How Do Lexical Senses Correspond Between Spoken German and German Sign Language?
arXiv:2602.13790v1 Announce Type: new Abstract: Sign language lexicographers construct bilingual dictionaries by establishing word-to-sign mappings, where polysemous and homonymous words corresponding to different signs across contexts are often underrepresented. A usage-based approach examining how word senses map to signs can identify such novel mappings absent from current dictionaries, enriching lexicographic resources. We address this by analyzing German and German Sign Language (Deutsche Geb\"ardensprache, DGS), manually annotating 1,404 word use-to-sign ID mappings derived from 32 words from the German Word Usage Graph (D-WUG) and 49 signs from the Digital Dictionary of German Sign Language (DW-DGS). We identify three correspondence types: Type 1 (one-to-many), Type 2 (many-to-one), and Type 3 (one-to-one), plus No Match cases. We evaluate computational methods: Exact Match (EM) and Semantic Similarity (SS) using SBERT embeddings. SS substantially outperforms EM overall 88.52%
arXiv:2602.13790v1 Announce Type: new Abstract: Sign language lexicographers construct bilingual dictionaries by establishing word-to-sign mappings, where polysemous and homonymous words corresponding to different signs across contexts are often underrepresented. A usage-based approach examining how word senses map to signs can identify such novel mappings absent from current dictionaries, enriching lexicographic resources. We address this by analyzing German and German Sign Language (Deutsche Geb\"ardensprache, DGS), manually annotating 1,404 word use-to-sign ID mappings derived from 32 words from the German Word Usage Graph (D-WUG) and 49 signs from the Digital Dictionary of German Sign Language (DW-DGS). We identify three correspondence types: Type 1 (one-to-many), Type 2 (many-to-one), and Type 3 (one-to-one), plus No Match cases. We evaluate computational methods: Exact Match (EM) and Semantic Similarity (SS) using SBERT embeddings. SS substantially outperforms EM overall 88.52% vs. 71.31%), with dramatic gains for Type 1 (+52.1 pp). Our work establishes the first annotated dataset for cross-modal sense correspondence and reveals which correspondence patterns are computationally identifiable. Our code and dataset are made publicly available.
Executive Summary
The article explores the correspondence between lexical senses in spoken German and German Sign Language (DGS), addressing the challenge of polysemy and homonymy in bilingual lexicography. By manually annotating 1,404 word use-to-sign mappings, the study identifies three types of correspondence patterns and evaluates computational methods for identifying these patterns. The findings highlight the superiority of semantic similarity (SS) over exact match (EM) methods, particularly for one-to-many mappings, and establish a foundational dataset for future research in cross-modal sense correspondence.
Key Points
- ▸ The study examines the mapping of word senses between spoken German and German Sign Language (DGS).
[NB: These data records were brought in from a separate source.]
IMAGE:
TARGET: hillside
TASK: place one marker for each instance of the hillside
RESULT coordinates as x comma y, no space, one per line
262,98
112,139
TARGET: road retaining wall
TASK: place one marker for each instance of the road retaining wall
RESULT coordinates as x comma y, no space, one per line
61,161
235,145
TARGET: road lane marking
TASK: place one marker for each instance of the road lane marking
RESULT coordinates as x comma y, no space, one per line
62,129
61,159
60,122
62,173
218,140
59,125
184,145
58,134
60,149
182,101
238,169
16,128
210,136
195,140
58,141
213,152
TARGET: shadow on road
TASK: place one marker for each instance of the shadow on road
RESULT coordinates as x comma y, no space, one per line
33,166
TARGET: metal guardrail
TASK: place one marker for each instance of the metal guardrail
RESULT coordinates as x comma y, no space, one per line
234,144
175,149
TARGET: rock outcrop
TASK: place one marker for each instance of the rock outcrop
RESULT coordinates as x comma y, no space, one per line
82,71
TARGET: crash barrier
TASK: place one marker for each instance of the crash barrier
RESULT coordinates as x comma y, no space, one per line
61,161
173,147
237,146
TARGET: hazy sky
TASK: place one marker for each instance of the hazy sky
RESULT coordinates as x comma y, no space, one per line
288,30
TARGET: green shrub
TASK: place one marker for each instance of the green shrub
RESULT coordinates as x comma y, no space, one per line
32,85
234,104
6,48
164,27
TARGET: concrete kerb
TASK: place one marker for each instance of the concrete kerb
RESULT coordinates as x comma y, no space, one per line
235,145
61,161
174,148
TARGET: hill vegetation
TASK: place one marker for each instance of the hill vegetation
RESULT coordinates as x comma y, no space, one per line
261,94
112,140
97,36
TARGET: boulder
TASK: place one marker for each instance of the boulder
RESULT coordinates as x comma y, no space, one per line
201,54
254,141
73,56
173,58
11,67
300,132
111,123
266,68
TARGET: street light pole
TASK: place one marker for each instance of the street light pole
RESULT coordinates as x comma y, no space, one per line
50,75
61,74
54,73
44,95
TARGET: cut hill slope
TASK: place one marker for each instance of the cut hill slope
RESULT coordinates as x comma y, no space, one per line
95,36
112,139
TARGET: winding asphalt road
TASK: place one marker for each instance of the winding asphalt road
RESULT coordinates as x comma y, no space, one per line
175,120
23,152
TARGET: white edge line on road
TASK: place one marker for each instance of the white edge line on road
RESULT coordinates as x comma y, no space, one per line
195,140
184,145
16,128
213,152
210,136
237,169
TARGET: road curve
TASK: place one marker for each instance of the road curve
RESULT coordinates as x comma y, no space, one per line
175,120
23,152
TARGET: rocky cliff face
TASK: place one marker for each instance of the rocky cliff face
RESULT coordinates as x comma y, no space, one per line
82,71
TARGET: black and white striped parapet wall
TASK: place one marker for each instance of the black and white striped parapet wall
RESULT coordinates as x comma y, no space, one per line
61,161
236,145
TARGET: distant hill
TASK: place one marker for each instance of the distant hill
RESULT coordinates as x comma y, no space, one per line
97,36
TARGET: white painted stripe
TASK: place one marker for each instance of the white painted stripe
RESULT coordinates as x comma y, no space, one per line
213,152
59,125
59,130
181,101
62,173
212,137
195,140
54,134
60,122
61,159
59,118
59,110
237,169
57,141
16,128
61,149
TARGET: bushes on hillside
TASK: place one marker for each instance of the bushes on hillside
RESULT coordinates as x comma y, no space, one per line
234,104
- ▸ Three types of correspondence patterns (Type 1, Type 2, Type 3) and No Match cases are identified.
- ▸ Semantic Similarity (SS) using SBERT embeddings outperforms Exact Match (EM) methods, especially for Type 1 mappings.
- ▸ The research provides the first annotated dataset for cross-modal sense correspondence.
- ▸ The study offers insights into the computational identifiability of correspondence patterns.
Merits
Innovative Approach
The usage-based approach to lexicography is innovative and addresses a significant gap in bilingual dictionaries, particularly for sign languages.
Comprehensive Dataset
The creation of the first annotated dataset for cross-modal sense correspondence is a valuable contribution to the field.
Methodological Rigor
The study employs rigorous computational methods and provides a detailed evaluation of their performance.
Demerits
Limited Scope
The study is limited to a small subset of words and signs, which may not fully capture the complexity and diversity of lexical mappings.
Manual Annotation
The reliance on manual annotation for creating the dataset is time-consuming and may introduce human bias.
Generalizability
The findings may not be generalizable to other languages or sign languages due to the specific focus on German and DGS.
Expert Commentary
The article presents a significant advancement in the field of lexicography, particularly in the context of sign languages. The usage-based approach and the identification of correspondence patterns provide valuable insights into the complexities of mapping lexical senses between spoken and sign languages. The study's rigorous methodology and the creation of a comprehensive dataset are commendable. However, the limited scope and the reliance on manual annotation are notable limitations. The findings have practical implications for improving bilingual dictionaries and can inform policy decisions regarding the inclusion and accessibility of sign languages. Future research should aim to expand the dataset and explore the generalizability of the findings to other language pairs.
Recommendations
- ✓ Expand the dataset to include a broader range of words and signs to capture the full complexity of lexical mappings.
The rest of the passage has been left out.